In the eye of last weekend’s rainstorm, the historic Dunleath neighborhood came alive with the sound of banjos, mandolins and acoustic guitars. Kids scrambled to the nearest backyard with a playset while their parents and other couples strolled streets shaded by old trees. Some carried lawn chairs and red Solo cups filled with light beer. The humidity was in full force — it felt like walking through a giant cube of warm Jell-O, but nobody seemed to mind.

During the Dunleath Porchfest, hosted by the Dunleath Association last weekend, a total of 44 performances went on across 40 porches in the historic neighborhood. Lynne Leonard, Mebane Ham and Shawn Patch, the three Dunleath residents at the center of this festival, organized volunteers to put up arts-and-crafts booths where kids could make string instruments from paper plates, rubber bands and paint stirrers. They asked local eateries to set up shop at the center of the neighborhood and reached out to regional artists to put on sets. Attendees wandered the interweaving streets from lawn to lawn and finally ended up in Sternberger Park for the final concert.

Ham, who lives in a 100-year-old duplex in Dunleath, hosted some of the performances that took place during the annual event. Her stage was the stoop of her front door. Most of the onlookers crammed next to each other underneath the branches of the two small trees that grew in her front yard.

“Shawn had heard of [events similar to the Porchfest,]” Ham explained. “And our neighborhood’s name changed from Aycock to Dunleath, so we thought it’d be a good way to let people know about that.”

Ham said this was the first year that included performances by children. One of them, 8-year-old Finn Phoenix, played guitar and ukulele. Phoenix, like the other performers, had a small tip jar out in front of him and he plans to spend the money on a banjo. The final song of his performance, “Life at Lindley,” was a touching piece dedicated to Lindley Elementary School.

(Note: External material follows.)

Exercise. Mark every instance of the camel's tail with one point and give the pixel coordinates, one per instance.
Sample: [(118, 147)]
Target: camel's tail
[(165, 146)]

“I jump up out of bed and I hop on the bus,” sang Phoenix. “Rollin’ down Market street without a lot of fuss/ Destination: Lindley, where learning never ends/ My day is getting started — hello, all my friends.”

The crowd joined in with Phoenix, singing back the words during the chorus. After his show, the audience stayed largely put and waited for Daniel Ayers, a musician from Graham, who would play next. Ham introduced him as a folk singer with a sense of Southern sarcasm.

Ayers wore Chuck Taylors, jeans and a short-sleeved, button-up shirt. He performed a cover of “And the Band Played Waltzing Matilda,” an anti-war song by Eric Bogle about a veteran who watches his fellow soldiers march in a parade from his front porch.

Audience members relax while listening to Ayer’s performance (photo by Cason Ragland)

Towards the end of the song, Ayers sang, “And I watch my old comrades, how proudly they march/ Reliving old dreams of past glory/ And the old men march slowly, all bent, stiff and sore/ The forgotten heroes from a forgotten war/ And the young people ask, ‘What are they marching for?’”

“Y’all stuck around for that one,” said Ayers after the 6-minute ballad. “Let’s see about the next one, I’ll try not to offend…. I wrote this song after I graduated from college and came back to North Carolina. Have y’all seen the ‘Thank You, Jesus’ signs? This song is about those.”

Ayers plucked out the beginning of the song before he asked rhetorically, “How does this song start? It’s been a while since I sang it.” But after a few short moments his eyebrows lifted above the rim of his Wayfarer sunglasses in a moment of realization. He then carried on with his comedic tune about meeting Jesus Christ in person and asking him, “Can’t you see we’re prayin’ sinker, line and hook?/ Y’know I love your movie, but I never read the book.”

The crowd laughed at the satirical jabs towards performative Christians and gave a rousing applause at the end of the track. Ayers told audience members there are typically a few people who leave when he performs this piece, but things were different at Porchfest.

“The fact that nobody left during that one says a lot about [us],” Ayers said.

Dunleath is large enough to accommodate this kind of festival and yet small enough to offer a welcoming, grassroots atmosphere. It brings artists from all over the Piedmont together in a place where they can exchange ideas and create meaningful connections.

Ayers and Phoenix held an impromptu jam session before either of them went on stage.

Ham mentioned that she loved seeing the two of them play together and that Ayers probably had some things to teach Phoenix. However, it was the other way around.

“He taught me a new chord I didn’t know,” said Ayers in an interview on Ham’s stoop after his show. It was F minor.